Bone-dry temperatures in British Columbia that have led to hundreds of wild fires. Home-ravaging tornadoes in western Quebec. A violent wind storm in Alberta that left a woman dead at a country music jamboree.

Bone-dry temperatures in British Columbia that have led to hundreds of wild fires. Home-ravaging tornadoes in western Quebec. A violent wind storm in Alberta that left a woman dead at a country music jamboree.

In a country where temperatures can range from -40 C to 40 C and where precipitation comes in the form of snow, sleet, hail and rain, talking about the weather has undoubtedly become a favourite pastime.

So too has meteorologist-bashing.

David Phillips, Environment Canada’s senior climatologist, recalls a confrontation wth a woman in a grocery store about a year ago.

“(She) just blocked my food cart and just reamed me out about being so wrong about the forecast and how it spoiled her summer holidays,” he said.

In the last few weeks alone, his former barber told a colleague that Phillips “just tells lies,” while a taxi driver described his forecasts as “lousy.”

One irate Canadian wrote an email to his employer that said “I don’t believe anything that comes out of his mouth. Another read: “I might as well just flip a coin. (It’s) more accurate than he is.”

Despite much criticism, particularly for this summer’s outlook, Phillips maintains he wasn’t totally off. June was in fact colder and wetter than normal in the East.

The West has certainly been hot and dry and while predictions that the East would warm up by late summer have yet to materialize, he cautioned it’s still early August.

But while he admits he’s “been beat up a lot this summer,” Phillips believes Canadians are generally forgiving.

The same can’t be said for other parts of the world.

In a speech several years ago to a group of meteorologists and weather personalities, Phillips recounted some grim tales:

— Until the 1960s, British law decreed that someone found guilty of trying to predict the weather could be burned at the stake as a heretic.

— In the 1990s, the Taliban banned weather forecasting in Afghanistan, calling it sorcery.

— Thailand’s chief meteorologist was fired for failing to predict the 2004 tsunami. Ironically, the country’s previous top weatherman was fired six years earlier for warning that the southwest coast could face a deadly tsunami.

— In 1996, Peruvian meteorologist Francisco Arias Olivera was hanged from a tree by an angry mob outside a TV station after a flash flood killed 17 people.

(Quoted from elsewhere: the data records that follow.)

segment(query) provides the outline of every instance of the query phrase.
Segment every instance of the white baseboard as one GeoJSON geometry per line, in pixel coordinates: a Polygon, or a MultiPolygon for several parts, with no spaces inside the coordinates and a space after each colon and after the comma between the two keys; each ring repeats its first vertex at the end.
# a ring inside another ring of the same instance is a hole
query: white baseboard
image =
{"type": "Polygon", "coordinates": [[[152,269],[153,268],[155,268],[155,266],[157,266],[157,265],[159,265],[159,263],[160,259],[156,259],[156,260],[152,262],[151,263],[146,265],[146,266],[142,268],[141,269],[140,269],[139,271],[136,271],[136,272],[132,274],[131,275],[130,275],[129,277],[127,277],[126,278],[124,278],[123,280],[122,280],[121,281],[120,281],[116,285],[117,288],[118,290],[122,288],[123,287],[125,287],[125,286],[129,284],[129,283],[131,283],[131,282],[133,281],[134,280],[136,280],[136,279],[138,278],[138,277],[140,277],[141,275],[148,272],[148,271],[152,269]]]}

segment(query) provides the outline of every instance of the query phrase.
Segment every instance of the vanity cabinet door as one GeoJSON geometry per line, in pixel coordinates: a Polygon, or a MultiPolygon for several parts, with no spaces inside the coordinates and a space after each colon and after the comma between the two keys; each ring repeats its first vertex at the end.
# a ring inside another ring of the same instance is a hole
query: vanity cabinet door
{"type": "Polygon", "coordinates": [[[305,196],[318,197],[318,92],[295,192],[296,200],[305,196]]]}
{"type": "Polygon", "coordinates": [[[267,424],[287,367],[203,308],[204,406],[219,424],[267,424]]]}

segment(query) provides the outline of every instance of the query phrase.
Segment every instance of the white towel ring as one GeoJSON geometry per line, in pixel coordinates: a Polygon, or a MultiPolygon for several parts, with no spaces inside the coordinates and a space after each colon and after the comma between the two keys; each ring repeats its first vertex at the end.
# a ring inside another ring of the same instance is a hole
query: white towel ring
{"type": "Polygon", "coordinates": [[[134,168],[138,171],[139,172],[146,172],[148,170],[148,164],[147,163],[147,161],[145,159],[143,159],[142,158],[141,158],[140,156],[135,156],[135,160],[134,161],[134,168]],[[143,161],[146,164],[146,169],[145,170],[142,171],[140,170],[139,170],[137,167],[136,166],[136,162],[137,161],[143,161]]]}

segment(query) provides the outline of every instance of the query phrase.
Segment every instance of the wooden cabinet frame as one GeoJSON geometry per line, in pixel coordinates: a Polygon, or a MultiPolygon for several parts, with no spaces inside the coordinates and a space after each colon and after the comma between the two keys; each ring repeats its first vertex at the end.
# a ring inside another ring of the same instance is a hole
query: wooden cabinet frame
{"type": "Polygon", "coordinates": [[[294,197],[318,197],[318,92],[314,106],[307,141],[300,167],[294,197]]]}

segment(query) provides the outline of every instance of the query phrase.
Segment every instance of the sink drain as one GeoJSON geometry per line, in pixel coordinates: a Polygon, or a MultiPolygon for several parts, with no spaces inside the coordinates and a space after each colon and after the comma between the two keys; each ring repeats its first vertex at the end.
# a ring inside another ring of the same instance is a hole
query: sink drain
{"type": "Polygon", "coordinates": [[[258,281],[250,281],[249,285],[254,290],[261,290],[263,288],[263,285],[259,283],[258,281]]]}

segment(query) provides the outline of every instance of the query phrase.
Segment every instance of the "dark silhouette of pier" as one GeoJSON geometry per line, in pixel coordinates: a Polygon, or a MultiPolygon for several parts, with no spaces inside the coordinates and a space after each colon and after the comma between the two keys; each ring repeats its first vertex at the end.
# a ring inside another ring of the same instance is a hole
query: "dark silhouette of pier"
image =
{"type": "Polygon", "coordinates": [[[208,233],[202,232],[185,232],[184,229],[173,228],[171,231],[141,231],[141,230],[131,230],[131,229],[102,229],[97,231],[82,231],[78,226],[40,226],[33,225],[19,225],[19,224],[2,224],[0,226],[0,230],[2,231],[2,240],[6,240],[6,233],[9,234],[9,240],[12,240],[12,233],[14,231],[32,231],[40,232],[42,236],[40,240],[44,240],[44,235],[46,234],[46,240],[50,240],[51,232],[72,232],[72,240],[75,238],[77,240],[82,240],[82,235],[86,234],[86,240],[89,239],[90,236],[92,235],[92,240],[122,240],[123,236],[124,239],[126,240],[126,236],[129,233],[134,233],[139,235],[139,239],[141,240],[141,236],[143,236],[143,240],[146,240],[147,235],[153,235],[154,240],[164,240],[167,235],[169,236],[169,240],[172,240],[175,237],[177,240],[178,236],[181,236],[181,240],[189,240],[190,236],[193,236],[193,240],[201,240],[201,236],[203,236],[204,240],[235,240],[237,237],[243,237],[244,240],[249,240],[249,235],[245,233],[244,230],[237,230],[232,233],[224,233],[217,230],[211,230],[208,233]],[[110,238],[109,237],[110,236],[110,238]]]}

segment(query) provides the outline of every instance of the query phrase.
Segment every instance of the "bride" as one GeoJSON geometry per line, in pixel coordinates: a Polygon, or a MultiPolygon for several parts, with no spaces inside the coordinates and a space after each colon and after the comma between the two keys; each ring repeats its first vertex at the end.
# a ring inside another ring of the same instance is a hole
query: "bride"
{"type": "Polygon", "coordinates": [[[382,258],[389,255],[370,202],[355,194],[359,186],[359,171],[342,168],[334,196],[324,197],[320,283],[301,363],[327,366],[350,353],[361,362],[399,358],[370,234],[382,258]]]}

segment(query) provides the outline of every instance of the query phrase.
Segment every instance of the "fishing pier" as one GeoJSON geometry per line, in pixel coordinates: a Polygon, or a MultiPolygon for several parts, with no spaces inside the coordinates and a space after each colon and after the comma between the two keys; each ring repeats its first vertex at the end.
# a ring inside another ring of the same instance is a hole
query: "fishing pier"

He had predicted 50 millimetres of rain in 24 hours but the town was bombarded with 480 in 12 hours.

“Canadians like to ridicule weather forecasters but fortunately not like they do elsewhere,” Phillips said.

Meteorologists argue weather forecasts are actually far more accurate today than ever before.

Environment Canada, which has long tracked the accuracy of its forecasts, says five- day forecasts now are as good as two-day forecasts were some 25 years ago.

Rene Heroux, a Montreal-based Environment Canada meteorologist, says predicting severe weather is trickier.

He said residents of Mont-Laurier, Que., had an hour’s notice last week that a tornado was headed their way. That’s about as good as it gets, he said, adding Oklahoma residents got just 20 minutes notice before some of the deadliest tornadoes struck in May 1999.

Ian Rutherford, executive director of the Canadian Meteorological and Oceanographic Society, said Canada is a difficult place to be a meteorologist.

“We have oceans on three sides, we have mountains in the middle and plains,” he said, adding the Great Lakes, the St. Lawrence River, the Ottawa River valley and the fact Canada lies in the middle of the East Coast storm track make weather all the more difficult to predict.

And while radar, satellite and supercomputer technology that can process millions of equations simultaneously have dramatically improved weather forecasts since the 1960s, Rutherford said Canada still has a poor observation system that makes it tough to track weather from a distance and predict where it’s going.

“We have a very sparse population and it’s very expensive to put weather observing sites in place where there aren’t people,” he said, noting the weather observation network in Canada is actually sparser now than it was 40 years ago.